Выяснилось, что самое важное в жизни – это друзья. Особенно когда их лишаешься. Для кого-нибудь деньги, карьера, слава, для меня – друзья… Те, тех лет, сложных, тяжелых и возвышенных. Те, с кем столько прожито, пережито, прохожено по всяким Военно-Осетинским дорогам, ингурским тропам, донским степям в невеселые дня отступления, по Сивцевым Вражкам, Дворцовым набережным, киевским паркам, с кем столько часов проведено в накуренных чертежках, в окопах полного и неполного профиля, на кухнях и забегаловках и выпито Бог знает сколько бочек всякой дряни. И их, друзей, все меньше и меньше, и о каждом из них, ушедшем и оставшемся, вспоминаешь с такой теплотой, с такой любовью. И так мне их не хватает.
Может быть, самое большое преступление за шестьдесят семь лет, совершенное в моей стране, это дьявольски задуманное и осуществленное разобщение людей. Возможно, это началось с коммуналок, не знаю, но, так или иначе, человеческое общение сведено к тому, что, втиснутые в прокрустово ложе запретов и страха, люди, даже любящие друг друга, боясь за свои конечности, пресекают это общение. Из трусости, из осторожности, из боязни за детей, причин миллион. Один из самых моих близких друзей, еще с юных, восторженных лет, не только не пришел прощаться, но даже не позвонил. Ближайшая приятельница категорически запретила ей звонить, не то что заходить. Еще один друг, тоже близкий, хотя и послевоенных лет, прощаясь и глотая слезы, сказал:
– Не пиши, все равно отвечать не буду…
И это «отвечать не буду», эта рана до сих пор не заживает. Я внял его просьбе, не писал, но втайне ждал, надеялся, что он как-нибудь, надравшись в День Победы, возьмет открытку, напишет на ней левой подмышкой «Поздравляю!» и без обратного адреса опустит где-нибудь в Дарнице или на вокзале. За десять лет ни разу не надрался… Во всяком случае, не написал, не опустил… А все это соль, соль на мою рану…

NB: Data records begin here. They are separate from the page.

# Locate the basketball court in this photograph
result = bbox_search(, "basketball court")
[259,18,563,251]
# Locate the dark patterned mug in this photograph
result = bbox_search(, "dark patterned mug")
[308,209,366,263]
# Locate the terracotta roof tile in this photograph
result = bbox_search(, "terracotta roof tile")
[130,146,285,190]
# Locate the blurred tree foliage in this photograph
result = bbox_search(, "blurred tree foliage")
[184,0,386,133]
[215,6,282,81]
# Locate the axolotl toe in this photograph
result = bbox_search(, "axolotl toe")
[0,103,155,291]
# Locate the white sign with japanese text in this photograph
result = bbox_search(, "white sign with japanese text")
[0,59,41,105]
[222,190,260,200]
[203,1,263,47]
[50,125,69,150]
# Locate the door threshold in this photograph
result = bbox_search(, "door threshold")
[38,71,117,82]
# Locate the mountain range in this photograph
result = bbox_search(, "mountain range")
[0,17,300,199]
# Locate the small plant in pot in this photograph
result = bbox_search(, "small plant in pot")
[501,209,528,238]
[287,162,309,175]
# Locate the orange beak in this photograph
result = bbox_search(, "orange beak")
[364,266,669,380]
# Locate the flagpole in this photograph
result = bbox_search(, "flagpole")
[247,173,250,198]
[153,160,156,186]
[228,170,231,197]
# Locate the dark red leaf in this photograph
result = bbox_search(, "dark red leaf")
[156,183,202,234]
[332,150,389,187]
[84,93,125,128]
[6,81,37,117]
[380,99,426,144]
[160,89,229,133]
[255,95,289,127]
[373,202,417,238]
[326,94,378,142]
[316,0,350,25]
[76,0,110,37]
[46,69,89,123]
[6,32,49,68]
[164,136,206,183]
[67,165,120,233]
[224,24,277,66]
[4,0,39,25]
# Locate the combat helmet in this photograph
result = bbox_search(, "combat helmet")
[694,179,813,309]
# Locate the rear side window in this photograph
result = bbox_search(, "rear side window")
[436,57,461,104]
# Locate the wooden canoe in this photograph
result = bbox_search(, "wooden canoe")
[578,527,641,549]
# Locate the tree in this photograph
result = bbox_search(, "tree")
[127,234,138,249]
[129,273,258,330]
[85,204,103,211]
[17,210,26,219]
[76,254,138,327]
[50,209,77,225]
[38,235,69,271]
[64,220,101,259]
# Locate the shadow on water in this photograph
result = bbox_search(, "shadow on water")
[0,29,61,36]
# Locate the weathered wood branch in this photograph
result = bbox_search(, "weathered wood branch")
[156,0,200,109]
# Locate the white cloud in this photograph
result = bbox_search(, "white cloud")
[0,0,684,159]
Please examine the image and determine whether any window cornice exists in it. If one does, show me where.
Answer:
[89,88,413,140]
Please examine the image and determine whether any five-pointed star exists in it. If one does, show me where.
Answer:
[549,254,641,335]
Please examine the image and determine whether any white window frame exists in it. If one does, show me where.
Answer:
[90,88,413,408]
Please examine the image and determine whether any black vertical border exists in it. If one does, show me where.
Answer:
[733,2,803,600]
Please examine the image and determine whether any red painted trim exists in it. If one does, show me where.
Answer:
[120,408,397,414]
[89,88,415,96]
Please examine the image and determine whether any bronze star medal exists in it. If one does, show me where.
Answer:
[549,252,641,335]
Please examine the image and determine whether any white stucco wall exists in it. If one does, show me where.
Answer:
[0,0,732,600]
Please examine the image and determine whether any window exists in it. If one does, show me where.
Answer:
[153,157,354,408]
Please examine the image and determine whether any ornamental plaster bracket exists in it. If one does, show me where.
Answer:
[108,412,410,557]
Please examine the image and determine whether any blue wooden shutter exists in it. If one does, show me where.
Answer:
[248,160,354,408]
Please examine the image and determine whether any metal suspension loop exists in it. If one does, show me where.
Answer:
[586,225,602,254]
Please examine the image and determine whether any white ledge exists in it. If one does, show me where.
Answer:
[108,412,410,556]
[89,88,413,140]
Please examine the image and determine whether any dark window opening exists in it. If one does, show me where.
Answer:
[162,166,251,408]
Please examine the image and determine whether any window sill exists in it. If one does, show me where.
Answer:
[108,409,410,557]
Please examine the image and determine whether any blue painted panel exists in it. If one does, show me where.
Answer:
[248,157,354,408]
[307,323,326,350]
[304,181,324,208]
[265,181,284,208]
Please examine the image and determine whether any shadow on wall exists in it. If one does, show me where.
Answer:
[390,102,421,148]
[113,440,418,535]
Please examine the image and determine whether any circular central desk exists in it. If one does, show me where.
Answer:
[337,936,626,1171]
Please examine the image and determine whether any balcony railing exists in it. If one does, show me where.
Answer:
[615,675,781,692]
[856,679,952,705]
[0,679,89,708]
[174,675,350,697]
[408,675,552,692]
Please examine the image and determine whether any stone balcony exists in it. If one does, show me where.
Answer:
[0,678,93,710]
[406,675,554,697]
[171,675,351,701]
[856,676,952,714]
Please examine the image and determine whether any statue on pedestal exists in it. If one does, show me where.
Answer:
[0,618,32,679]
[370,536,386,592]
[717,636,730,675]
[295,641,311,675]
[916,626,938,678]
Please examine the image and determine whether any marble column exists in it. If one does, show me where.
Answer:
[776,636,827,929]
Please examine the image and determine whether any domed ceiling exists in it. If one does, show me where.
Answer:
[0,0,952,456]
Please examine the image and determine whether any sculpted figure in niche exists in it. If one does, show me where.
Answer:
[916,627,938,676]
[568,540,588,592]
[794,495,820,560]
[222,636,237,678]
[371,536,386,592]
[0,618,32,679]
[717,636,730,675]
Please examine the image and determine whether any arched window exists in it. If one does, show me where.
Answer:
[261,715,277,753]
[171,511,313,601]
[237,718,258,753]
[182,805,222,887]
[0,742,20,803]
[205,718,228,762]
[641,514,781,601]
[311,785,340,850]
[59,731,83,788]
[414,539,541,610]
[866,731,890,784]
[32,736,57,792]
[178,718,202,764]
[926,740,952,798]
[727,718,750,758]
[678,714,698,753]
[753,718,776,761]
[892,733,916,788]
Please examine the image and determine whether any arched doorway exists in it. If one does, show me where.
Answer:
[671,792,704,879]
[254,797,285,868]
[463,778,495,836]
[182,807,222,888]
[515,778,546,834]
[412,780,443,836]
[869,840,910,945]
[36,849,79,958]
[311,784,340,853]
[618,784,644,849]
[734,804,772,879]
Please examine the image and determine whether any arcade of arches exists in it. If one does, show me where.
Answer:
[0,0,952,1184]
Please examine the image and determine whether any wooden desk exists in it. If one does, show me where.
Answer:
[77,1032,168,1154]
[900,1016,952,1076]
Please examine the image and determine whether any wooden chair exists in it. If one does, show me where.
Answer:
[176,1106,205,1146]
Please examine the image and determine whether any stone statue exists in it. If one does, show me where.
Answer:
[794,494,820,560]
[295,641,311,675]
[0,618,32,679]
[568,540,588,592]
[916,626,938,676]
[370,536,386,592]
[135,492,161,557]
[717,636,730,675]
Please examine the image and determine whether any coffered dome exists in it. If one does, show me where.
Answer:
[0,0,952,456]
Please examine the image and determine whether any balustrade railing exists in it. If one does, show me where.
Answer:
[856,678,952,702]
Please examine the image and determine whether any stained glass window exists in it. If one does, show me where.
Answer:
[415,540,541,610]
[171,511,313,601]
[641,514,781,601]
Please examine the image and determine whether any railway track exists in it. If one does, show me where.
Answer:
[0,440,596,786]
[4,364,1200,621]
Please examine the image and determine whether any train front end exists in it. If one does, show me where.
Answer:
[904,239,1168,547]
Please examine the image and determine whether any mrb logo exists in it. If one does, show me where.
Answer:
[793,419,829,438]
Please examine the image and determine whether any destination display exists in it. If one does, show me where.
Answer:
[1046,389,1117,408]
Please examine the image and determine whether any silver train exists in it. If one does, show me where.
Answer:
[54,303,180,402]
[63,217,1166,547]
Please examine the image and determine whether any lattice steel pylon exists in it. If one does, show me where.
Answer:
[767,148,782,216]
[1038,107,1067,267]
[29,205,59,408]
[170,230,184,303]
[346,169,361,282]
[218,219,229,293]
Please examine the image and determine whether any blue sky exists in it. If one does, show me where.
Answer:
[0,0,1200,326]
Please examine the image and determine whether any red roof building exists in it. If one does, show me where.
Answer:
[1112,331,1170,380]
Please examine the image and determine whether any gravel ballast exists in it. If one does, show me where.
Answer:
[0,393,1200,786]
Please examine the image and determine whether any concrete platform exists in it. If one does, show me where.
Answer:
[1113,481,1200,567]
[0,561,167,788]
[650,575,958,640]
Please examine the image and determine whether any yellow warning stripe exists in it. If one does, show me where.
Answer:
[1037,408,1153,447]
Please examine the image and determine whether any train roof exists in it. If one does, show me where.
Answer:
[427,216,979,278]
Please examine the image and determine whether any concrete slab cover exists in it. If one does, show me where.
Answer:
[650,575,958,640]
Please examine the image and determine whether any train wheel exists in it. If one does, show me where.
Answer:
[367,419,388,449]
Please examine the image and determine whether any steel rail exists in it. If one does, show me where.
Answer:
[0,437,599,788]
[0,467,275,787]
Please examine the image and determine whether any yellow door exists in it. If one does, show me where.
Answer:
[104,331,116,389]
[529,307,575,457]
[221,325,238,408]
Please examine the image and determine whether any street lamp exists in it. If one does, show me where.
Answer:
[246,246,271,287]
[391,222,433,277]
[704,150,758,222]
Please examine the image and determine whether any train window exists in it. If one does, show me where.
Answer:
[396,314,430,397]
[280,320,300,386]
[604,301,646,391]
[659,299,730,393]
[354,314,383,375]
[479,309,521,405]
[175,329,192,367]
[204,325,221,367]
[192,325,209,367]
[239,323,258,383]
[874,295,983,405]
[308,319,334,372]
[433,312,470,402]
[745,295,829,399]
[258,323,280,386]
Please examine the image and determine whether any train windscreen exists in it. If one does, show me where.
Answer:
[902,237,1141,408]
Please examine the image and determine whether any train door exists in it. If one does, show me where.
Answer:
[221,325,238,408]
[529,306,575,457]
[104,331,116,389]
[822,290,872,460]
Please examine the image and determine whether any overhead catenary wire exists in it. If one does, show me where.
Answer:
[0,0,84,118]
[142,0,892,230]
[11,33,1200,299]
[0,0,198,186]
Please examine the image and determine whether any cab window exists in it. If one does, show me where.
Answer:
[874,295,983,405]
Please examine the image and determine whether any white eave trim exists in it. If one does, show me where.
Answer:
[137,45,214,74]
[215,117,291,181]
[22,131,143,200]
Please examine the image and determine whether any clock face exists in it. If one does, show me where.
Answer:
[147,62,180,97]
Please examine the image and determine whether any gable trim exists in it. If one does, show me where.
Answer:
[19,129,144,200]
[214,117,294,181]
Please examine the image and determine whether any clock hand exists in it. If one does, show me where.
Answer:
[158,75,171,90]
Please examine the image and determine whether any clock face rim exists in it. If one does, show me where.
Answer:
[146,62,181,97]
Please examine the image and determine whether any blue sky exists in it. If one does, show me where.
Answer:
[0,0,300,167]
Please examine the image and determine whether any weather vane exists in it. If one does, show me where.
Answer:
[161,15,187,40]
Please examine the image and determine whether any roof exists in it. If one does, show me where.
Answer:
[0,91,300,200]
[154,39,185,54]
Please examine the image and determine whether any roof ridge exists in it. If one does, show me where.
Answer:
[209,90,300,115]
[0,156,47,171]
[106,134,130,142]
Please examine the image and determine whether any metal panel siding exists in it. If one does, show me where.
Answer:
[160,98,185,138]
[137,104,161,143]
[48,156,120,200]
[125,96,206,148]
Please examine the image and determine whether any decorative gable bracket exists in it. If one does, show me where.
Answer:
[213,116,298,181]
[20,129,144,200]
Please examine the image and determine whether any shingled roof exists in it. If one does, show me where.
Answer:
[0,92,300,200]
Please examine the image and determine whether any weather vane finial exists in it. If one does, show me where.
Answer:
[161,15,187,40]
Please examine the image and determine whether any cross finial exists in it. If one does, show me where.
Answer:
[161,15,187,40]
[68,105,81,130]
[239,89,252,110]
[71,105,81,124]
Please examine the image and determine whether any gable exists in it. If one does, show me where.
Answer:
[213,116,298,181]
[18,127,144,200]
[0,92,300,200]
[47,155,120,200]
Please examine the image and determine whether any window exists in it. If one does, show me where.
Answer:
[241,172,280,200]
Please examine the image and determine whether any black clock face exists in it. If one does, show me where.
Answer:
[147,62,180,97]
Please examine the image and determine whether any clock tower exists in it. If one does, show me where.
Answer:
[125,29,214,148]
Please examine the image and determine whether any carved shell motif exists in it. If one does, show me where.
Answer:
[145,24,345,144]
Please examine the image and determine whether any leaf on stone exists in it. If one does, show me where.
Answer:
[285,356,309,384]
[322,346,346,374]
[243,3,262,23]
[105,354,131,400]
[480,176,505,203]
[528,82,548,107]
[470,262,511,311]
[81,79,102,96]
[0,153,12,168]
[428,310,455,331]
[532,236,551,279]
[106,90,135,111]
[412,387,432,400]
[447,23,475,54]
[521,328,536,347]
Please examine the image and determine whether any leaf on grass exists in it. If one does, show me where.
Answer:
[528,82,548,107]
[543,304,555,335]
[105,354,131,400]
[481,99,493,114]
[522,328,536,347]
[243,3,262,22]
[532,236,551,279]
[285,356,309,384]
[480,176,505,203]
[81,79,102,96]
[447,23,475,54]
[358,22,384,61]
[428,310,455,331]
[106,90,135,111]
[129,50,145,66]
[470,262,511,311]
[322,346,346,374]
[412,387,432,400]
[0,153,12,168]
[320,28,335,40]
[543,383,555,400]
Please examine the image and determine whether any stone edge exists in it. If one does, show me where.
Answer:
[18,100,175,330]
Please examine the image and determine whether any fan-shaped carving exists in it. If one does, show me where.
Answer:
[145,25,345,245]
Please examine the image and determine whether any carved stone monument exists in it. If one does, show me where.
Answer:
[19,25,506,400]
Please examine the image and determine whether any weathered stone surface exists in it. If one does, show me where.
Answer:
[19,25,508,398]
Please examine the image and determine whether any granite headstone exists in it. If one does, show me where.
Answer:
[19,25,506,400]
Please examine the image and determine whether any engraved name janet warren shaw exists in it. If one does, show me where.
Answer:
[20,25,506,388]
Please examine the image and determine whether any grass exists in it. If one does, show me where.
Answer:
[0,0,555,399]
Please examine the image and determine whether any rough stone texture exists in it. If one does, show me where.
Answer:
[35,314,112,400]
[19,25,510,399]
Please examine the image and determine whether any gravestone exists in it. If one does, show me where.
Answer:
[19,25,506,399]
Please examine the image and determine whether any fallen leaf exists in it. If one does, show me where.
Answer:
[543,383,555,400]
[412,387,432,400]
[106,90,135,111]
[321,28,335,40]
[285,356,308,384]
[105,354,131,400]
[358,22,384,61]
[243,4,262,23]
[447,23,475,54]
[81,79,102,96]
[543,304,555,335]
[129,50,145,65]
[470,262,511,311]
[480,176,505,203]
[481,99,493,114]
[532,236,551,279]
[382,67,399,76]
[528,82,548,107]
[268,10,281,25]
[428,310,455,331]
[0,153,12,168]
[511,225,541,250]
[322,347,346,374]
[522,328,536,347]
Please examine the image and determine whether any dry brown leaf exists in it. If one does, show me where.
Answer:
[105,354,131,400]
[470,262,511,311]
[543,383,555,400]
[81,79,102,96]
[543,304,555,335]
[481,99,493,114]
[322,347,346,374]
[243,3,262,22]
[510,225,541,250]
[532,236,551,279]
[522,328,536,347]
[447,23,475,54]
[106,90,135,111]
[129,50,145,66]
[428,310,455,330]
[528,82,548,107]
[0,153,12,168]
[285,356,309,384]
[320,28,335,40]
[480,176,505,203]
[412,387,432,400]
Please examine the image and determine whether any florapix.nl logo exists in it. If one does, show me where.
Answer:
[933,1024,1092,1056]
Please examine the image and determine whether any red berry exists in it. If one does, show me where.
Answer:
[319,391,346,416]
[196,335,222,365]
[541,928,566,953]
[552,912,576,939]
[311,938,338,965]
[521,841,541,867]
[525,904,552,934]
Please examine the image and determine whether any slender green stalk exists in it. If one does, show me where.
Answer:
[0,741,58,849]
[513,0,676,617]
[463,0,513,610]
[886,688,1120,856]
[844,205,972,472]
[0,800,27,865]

И маленькая моя повесть печальна потому, что если между двумя из моих друзей воздвигнута берлинская стена, то двоих других из этой троицы разделяет только вода, только Атлантический океан… Нет, не только океан, а нечто куда более глубокое, значительное и серьезное, что и побудило меня назвать свою маленькую повесть печальной.
Аминь.
Колюр – Париж, июнь – октябрь, 1984
От издательства. Пока в типографии набирался текст повести, по дошедшим до нас сведениям, в Париже по адресу рю Рембрандт, 15 доставлена была телеграмма следующего содержания: «Срочно вылетай тчк расходы оплачиваются тчк телеграф 998 пятое авеню мне тчк целую жду тчк Сашка».